TEL AVIV – In an unprecedented move, Prime Minister Benjamin Netanyahu met with the president of Somalia, a Muslim country that does not recognize the State of Israel, a source close to the Somali leader told the Times of Israel.

Even though Somalia does not have diplomatic relations with Israel and is a member of the Arab League, some consider President Hassan Sheikh Mohamud a reformer.

A website opposed to Mohamud published a report two weeks ago claiming that Mohamud and three other officials from his regime met in private with the Israeli prime minister in Tel Aviv, a fact that was later confirmed by the Somali source to the Times Of Israel.

He added that there had been a prior meeting in Jerusalem last December with officials from Israel’s Ministry of Economics and more meetings are planned for the near future.

Netanyahu refused to provide a direct answer to the question of whether the meeting took place.

“I can merely say that we have a lot of contacts with countries that we don’t have formal relations with.
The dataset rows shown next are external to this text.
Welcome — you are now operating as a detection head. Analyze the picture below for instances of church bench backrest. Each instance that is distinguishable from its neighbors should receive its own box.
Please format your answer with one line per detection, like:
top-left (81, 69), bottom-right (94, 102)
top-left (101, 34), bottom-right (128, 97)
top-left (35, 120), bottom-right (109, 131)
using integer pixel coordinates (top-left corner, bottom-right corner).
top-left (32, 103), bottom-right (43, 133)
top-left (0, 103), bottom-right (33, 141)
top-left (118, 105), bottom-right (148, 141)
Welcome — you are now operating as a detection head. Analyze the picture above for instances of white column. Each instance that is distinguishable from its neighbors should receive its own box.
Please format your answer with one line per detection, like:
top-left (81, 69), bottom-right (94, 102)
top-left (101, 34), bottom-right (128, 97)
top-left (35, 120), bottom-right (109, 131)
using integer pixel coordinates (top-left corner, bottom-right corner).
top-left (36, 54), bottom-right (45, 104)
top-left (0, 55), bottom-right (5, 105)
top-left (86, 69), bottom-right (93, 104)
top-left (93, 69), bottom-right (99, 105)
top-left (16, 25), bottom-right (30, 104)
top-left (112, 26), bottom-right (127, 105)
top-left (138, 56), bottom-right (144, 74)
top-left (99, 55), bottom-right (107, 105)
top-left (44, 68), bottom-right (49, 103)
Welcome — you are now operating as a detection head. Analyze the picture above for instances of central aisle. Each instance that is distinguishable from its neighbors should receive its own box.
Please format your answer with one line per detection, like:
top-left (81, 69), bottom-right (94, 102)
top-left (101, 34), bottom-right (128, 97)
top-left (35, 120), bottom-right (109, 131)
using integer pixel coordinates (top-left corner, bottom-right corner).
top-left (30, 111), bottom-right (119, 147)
A lot of contacts,” he told the Times of Israel.

Mohamud was featured on Time magazine’s annual list of the 100 most influential people in the world in 2013.

“The leader of Somalia’s first constitutional government in 20 years, President Mohamud symbolizes an increasingly confident Africa that is shedding its long history of strife and moving toward greater stability and prosperity,” Rwandan President Paul Kagame wrote at the time.

On Monday, Netanyahu embarked on a series of diplomatic visits to four African nations – Kenya, Ethiopia, Uganda, and Rwanda – in a bid to seek out new trade partners and strengthen diplomatic relations between Israel and the continent.